Purpose is the new brand

What has been the role of the brand in 20th-century consumer markets is now the role of the purpose: the north star for both customers and companies.

Users and their experience have been at the forefront of the digital revolution for 25 years, as UX. Over this period, the debate and the practice have moved on to customer experience (CX), employee experience (EX) and brand experience (BX). To an extent, a good experience has already been commoditised through this process. On the surface — or the interface — many products today look and feel rather familiar. The newfangled desire to strive for purpose can be seen as a consequence.

The brand was invented as a differentiator in commoditised consumer goods markets. The purpose then emerged as a differentiator in commoditised customer experience markets. Similar to a brand, a purpose serves as a sign that points to a quality beyond the product itself. And like a brand, it’s the customer who defines the purpose, not the company. The company only serves the needs or wants of its customers. In the words of a recent study by our mothership Accenture:

“A great experience is defined not by what you offer but by how well you enable your customers to achieve the outcomes most important to them.”
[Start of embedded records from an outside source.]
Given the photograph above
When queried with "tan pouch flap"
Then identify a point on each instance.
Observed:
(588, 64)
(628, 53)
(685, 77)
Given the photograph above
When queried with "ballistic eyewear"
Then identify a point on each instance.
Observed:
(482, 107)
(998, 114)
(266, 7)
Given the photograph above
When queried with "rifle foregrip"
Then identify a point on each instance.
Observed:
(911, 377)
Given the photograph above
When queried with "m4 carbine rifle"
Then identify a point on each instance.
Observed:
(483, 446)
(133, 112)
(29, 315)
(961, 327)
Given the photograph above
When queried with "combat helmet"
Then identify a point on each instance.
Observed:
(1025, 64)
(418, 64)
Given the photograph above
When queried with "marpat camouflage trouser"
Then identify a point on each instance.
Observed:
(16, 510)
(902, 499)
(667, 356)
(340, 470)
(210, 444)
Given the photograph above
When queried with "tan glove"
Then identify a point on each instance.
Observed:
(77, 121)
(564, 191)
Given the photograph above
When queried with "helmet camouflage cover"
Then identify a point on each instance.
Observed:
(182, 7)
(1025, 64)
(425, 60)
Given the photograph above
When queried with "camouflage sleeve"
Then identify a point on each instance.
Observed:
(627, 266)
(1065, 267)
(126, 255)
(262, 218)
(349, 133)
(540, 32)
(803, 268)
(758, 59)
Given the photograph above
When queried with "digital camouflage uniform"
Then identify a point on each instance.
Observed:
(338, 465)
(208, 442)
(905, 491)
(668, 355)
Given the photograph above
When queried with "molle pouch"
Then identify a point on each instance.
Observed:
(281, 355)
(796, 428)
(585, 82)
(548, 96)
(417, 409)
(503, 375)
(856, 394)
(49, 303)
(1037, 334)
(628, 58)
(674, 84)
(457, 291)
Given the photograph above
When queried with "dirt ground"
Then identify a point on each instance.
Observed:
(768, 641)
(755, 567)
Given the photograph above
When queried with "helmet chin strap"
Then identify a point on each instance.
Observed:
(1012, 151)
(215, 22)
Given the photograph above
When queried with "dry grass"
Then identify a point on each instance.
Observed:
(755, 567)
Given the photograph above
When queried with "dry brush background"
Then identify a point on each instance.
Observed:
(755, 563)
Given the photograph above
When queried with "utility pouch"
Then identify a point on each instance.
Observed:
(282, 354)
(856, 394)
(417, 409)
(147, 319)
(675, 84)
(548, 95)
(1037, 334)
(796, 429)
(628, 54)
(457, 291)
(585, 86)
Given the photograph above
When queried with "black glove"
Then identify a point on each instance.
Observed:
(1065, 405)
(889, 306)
Viewed this way, a purpose doesn’t transcend the customer experience paradigm, much like a brand didn’t transcend the consumer goods paradigm. But like brands transformed companies, purposes are about to do the same. This transformation could well be the next chapter of the digital transformation playbook. It’s about reimagining the entire business “through the lens of experience”. It’s about all four P’s of the classical marketing mix: product, price, place, and promotion – with price replaced by purpose, and place enhanced by platforms and ecosystems.

Redefining customer expectations

There’s no digital transformation without what Matthias Schrader called Transformational Products, in his book of the same name. He argued that in the digital world, product managers need to focus on the product itself, “putting the customer at the very center of the development process.” The great customer-oriented players like Apple and Amazon are the blueprint. They have created the playbook for digital transformation, with paramount economic success.

And they have redefined customer expectations across the board. Banks or airlines are now measured by the yardsticks of leading digital companies. If the experience they provide is not on par with Apple’s or Amazon’s, people see them as failures. Customers have seen the light, and now they demand the same quality from every brand or company they interact with. Customer expectations have changed, customer behaviour will change, where it hasn’t already. Business models are next.

It’s not the brand which owns the purpose

This year has sharpened our focus on what is truly important, what is essential and what is not. Health is the most obvious example, but we increasingly apply the same rigour to other parts of our lives. In his chapter for our new book The Great Redesign, Thomas Müller asks:

“Does the brand deserve a space in my life and in the world? Is the value exchange two-way? Is it doing something more than straining the planet? If the answer is no, then unsubscribe or delete. It has never been easier to do so.”

If the answer is yes, then the purpose is clear. And it’s not the brand purpose, since it’s not the brand which owns the purpose, but the other way around: the customer defines the purpose and employs a brand to serve it. It’s the job to be done. That’s an outside-in logic, as opposed to the inside-out logic that dominated the mass consumerism of the 20th century and still prevails in many companies today. While traditional marketing was about making people want things, marketing is now about making things people want.

Aligning entire companies

To do that, companies need to know what customers want, and what they need. At least in theory, every company knows that. But in practice, this knowledge is often hidden in silos, tacit understanding, different databases, or even financial functions. It can be hidden in plain sight, or it needs to be discovered, because even the customers themselves don’t know what they want or need. Steve Jobs famously said:

Some people say, “Give the customers what they want.” But that’s not my approach. Our job is to figure out what they’re going to want before they do. I think Henry Ford once said, “If I’d asked customers what they wanted, they would have told me, ‘A faster horse!’” People don’t know what they want until you show it to them. That’s why I never rely on market research. Our task is to read things that are not yet on the page.

Innovation needs to dig deeper

This is innovation. It may start small, but it affects the whole company. This takes time and effort. It has a clear purpose. And it is still about the experience, but not in a superficial way. Optimising customer touchpoints is neither enough nor does it provide significant returns on investment. This game is already over. Innovation needs to dig deeper. It’s about solving your customer’s problems in fundamentally new ways.

Steve Jobs was obsessed with every detail of the customer journey, and with the whole ecosystem around Apple’s products. Apple and the other digital champions have defined today’s benchmarks and aligned their entire companies to deliver on their promises. For many, if not most companies this is still on the agenda. It’s not about digital technology per se, although it’s a tremendous help. It’s about putting humans in the centre, and completely rethinking processes as well as business models.